I always like to joke that there are 5 words that will rain down work on you like never before: “I’m going out of town”. I suspect that 4 other words often produce the same result: “I’m going to retire”.

A lot of the people we want to transfer knowledge *from* tend to be in senior positions of authority. And one of the consequences is that their plate often becomes very full during that last lap; partly because it is the last lap, and partly because that’s what their job is normally like. Despite the good intentions to engage in knowledge transfer, it has a way of falling to the bottom of the stack. The challenge becomes one of finding ways to ensure that knowledge *does* get transferred.

My own sense is that, in the few years prior to retiring, some reasonable percentage of time be formally allocated to knowledge transfer as part of a performance agreement. If you leave it for people to “get around to”, the workload will make sure they never do. So it has to be a formal part OF the workload; an expected part of doing one’s job, rather than a nice afterthought on top of the job.

I will also put in a vote for using exit interviews more creatively. We too often focus on exit interviews (or their paper equivalents) as if they are clinical post-mortems – why did you leave? – when they could be used as a dispassionate analysis and database of what could be done differently, what gets done well and should be preserved at all costs, where are the systemic obstacles to achieving corporate goals, where are possible under-utilized efficiencies, and so on. That, too, is a form of valuable knowledge transfer.

The re-hiring of annuitants is a tricky line to walk. On the one hand, the reasons Becky offers are eminently sensible. On the other hand, such rehires often cost more, depend on the retiree being available (rather than moving somewhere or travelling, now that they are retired), and perhaps just as risky – give those who might just stay on staff a little longer a reason to retire sooner rather than later. Indeed, one of the emerging social trends is that knowledge workers tend to retire from their *primary* employment earlier, but do not withdraw from the labor force. When Egyptians ousted former Pres. Mubarak, I joked with my co-workers “Wait, he’s coming back…as a consultant, because that’s where the *real* money is!”. Not terribly far from the truth.

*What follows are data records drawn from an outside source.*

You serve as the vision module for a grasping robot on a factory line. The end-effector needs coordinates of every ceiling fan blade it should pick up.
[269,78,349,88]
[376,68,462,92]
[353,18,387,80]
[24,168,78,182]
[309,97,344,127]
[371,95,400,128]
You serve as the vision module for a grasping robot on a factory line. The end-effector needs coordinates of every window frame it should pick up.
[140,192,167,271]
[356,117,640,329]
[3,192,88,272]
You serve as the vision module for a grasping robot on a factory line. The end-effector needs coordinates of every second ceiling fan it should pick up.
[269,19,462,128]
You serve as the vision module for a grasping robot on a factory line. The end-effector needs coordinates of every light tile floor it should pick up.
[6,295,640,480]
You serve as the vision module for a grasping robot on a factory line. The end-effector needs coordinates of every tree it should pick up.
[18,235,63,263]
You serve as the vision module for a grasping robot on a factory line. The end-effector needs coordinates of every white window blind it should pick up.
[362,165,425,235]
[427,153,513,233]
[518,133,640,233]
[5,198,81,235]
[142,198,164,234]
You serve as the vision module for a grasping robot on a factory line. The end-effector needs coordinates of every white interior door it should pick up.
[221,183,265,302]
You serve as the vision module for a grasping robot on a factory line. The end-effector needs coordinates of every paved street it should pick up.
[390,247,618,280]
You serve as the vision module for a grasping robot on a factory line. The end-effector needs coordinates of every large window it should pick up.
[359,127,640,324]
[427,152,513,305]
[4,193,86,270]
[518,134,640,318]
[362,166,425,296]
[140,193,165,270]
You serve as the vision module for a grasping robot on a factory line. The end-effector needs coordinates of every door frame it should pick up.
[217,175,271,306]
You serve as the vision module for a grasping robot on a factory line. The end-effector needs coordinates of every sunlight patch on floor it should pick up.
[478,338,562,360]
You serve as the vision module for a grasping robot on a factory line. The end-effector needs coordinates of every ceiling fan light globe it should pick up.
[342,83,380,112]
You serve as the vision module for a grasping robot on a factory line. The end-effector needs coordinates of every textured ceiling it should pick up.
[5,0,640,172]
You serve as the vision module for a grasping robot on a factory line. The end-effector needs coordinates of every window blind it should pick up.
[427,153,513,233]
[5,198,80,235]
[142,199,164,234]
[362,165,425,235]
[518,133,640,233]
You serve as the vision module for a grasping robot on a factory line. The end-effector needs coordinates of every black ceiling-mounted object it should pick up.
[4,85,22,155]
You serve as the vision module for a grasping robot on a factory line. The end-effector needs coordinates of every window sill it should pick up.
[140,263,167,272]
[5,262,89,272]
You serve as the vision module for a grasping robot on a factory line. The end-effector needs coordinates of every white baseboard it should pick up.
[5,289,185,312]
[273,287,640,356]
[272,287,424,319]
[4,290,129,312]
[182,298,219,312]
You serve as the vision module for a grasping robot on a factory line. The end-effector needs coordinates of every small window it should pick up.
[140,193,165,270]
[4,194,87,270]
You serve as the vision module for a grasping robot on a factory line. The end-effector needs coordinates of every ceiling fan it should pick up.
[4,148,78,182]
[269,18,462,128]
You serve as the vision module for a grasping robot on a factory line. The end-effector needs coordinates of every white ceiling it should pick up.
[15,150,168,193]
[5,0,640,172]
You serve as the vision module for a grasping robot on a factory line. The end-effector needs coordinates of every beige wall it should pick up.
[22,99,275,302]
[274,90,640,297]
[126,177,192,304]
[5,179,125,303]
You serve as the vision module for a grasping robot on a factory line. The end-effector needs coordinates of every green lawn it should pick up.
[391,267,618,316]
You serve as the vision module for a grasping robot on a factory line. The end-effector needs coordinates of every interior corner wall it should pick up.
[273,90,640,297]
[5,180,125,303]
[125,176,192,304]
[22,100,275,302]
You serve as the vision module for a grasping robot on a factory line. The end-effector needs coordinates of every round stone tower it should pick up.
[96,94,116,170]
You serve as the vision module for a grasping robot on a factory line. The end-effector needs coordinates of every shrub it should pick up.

So certainly make use of retirees, but give them better reasons not to retire just yet, too.

Becky Latka

Excellent points, Mark! I live the idea of building knowledge transfer into the job objectives, since this is something that falls through the cracks. I would add that ideally knowledge transfer should be a priority task, not an afterthought, which is especially difficult when offices are already short-staffed.